Ancora morti in Siria. Almeno sette persone sono rimaste uccise ieri e altre quindici risultano ferite per l’esplosione di un’autobomba, in un quartiere a sud di Damasco. Per l’Osservatorio siriano dei diritti dell’uomo, l’organizzazione con sede a Londra vicina ai ribelli, l’attentato si è ferificato nel quartiere di Tadamon, a sud di Damasco, e l’ordigno ha danneggiato alcuni edifici. La tv di stato siriana ha parlato di «una terribile esplosione che ha causato morti» e ha dato notizia di «molti feriti in condizioni critiche», attribuendo l’esplosione ai «terroristi», ovvero ai ribelli islamici.
I gruppi armati – ha detto il presidente Bashar al Assad durante un’intervista alla televisione pubblica cinese Cctv – hanno come obiettivo anche quello di creare confusione, sia all’interno che con gli osservatori stranieri: «Sappiamo che questi terroristi obbediscono agli ordini di altri paesi – ha detto Assad – e che quei paesi spingono i terroristi a commettere attentati per incolpare il governo siriano e ostacolare questo accordo», ha aggiunto riferendosi all’accordo sulla consegna e la distruzione delle armi chimiche che potrebbe essere adottato dal Consiglio di sicurezza dell’Onu. Assad ha anche sostenuto che, secondo sue informazioni, «alcuni membri dell’opposizione siriana stanno usando l’equipaggiamento delle Nazioni unite per provocare incidenti sulle alture del Golan».

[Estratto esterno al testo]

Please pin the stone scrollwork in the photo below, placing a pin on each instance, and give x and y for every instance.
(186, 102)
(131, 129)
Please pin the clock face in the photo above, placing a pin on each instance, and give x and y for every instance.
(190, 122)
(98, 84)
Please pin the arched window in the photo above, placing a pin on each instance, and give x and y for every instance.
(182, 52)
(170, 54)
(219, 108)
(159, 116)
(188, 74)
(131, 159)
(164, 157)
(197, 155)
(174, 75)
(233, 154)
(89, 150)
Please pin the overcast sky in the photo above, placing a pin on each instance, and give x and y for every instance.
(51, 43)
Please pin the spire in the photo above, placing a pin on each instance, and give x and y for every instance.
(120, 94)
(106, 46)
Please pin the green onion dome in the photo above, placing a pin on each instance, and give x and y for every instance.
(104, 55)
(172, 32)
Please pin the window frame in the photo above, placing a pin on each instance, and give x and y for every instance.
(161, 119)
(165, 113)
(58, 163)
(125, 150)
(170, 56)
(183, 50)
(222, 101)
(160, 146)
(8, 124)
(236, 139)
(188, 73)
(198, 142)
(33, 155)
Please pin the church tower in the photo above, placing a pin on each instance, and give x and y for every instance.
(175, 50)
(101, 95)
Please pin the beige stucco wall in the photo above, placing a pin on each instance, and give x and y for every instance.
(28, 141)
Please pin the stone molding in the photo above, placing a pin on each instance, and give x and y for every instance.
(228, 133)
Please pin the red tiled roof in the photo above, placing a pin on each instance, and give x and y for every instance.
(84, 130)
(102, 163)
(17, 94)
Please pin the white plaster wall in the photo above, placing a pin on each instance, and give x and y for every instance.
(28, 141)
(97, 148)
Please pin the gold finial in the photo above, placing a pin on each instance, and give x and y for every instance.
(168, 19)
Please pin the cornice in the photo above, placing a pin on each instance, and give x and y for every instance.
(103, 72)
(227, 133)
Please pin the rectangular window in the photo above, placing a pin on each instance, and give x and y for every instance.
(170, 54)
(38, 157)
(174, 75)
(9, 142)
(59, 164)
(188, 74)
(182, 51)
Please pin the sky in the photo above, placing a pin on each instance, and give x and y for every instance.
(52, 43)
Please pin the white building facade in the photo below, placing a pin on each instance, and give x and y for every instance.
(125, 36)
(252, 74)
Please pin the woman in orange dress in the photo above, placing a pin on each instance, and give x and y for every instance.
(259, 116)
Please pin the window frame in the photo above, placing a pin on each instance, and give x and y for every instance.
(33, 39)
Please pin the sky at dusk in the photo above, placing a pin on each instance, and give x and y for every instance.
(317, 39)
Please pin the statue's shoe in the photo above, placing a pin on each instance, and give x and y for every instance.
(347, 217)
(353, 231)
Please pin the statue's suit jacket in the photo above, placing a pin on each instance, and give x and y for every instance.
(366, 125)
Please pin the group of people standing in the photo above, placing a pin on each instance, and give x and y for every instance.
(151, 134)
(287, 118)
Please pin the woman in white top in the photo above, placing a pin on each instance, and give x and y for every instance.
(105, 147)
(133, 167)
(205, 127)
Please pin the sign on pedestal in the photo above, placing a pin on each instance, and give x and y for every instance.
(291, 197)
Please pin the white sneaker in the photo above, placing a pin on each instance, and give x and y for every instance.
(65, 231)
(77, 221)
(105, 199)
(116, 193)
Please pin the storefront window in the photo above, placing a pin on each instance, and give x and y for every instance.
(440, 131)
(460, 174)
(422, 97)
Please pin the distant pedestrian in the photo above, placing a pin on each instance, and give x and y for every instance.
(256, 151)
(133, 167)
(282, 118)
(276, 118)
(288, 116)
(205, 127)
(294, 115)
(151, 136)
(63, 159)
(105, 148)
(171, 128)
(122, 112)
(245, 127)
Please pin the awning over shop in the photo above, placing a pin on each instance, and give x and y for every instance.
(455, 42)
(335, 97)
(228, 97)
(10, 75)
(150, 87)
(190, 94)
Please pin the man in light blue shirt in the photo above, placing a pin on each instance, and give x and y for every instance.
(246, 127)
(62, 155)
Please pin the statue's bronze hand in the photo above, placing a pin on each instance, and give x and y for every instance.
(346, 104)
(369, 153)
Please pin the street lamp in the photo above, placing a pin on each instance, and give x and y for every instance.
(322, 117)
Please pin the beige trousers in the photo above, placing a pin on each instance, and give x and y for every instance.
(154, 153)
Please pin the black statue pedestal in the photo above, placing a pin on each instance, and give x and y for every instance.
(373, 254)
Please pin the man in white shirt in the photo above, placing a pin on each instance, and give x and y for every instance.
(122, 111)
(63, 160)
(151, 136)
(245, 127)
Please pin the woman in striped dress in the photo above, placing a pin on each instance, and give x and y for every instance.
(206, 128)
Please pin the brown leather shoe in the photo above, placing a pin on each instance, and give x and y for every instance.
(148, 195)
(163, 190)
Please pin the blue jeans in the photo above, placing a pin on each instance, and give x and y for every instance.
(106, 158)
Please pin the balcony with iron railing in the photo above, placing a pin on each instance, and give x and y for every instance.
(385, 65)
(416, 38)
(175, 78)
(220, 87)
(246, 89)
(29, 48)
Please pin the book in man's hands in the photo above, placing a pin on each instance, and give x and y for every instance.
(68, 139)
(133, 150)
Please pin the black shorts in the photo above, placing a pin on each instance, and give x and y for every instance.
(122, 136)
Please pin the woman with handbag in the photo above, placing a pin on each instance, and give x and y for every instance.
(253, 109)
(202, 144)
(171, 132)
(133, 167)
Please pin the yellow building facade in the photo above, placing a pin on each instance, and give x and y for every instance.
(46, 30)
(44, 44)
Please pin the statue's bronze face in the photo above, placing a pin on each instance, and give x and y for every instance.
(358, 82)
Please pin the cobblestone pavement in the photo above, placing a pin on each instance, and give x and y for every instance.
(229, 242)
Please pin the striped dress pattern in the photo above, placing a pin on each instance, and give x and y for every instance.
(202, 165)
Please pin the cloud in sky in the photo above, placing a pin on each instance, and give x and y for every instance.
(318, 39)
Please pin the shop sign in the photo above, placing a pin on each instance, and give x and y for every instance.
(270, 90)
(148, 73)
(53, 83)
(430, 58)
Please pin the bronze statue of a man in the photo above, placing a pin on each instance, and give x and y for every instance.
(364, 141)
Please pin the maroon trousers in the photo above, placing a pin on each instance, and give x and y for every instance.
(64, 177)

Intanto, diverse fonti parlano di uno scontro armato senza quartiere tra i ribelli per la rappresentanza, in caso di accordo diplomatico. Ieri le milizie del Fronte al Nusra, legate ad al Qaeda, hanno attaccato un autobus sulla via tra Aleppo e Adlib, nella località di Zorbeh e hanno sequestrato i 40 passeggeri, in maggioranza donne e bambini. Il quotidiano spagnolo El periodico ha anche annunciato il rapimento di un suo giornalista, il quarantaseienne Marc Marginedas, nelle mani di un gruppo di ribelli dal 4 settembre, l’ultimo giorno in cui ha chiamato in redazione. Sul suo sito web, il giornale ha riferito che, secondo diverse fonti, Marginedas viaggiava in macchina insieme all’autista quando è stato fermato a un posto di blocco da un gruppo di ribelli nei pressi della città di Homs, nell’ovest della Siria. Da quel momento, si sono perse le tracce dell’esperto corrispondente di guerra, entrato in Siria il 1 settembre scorso passando dal sud della Turchia e scortato dai soldati dell’esercito libero siriano (Els). Obiettivo del suo viaggio – riferisce El Periodico – era quello di «informare sui preparativi siriani per affrontare un intervento militare internazionale che in quel momento era ritenuto molto vicino e per indagare sull’attacco chimico avvenuto il 21 agosto scorso alle porte di Damasco». Marginedas ha inviato il suo ultimo articolo il 2 settembre dalla località di Qasr Ibn Wardan, nei pressi di Homs, nel quale raccontava dei preparativi dei ribelli nella prospettiva di un attacco imminente da parte dei paesi occidentali.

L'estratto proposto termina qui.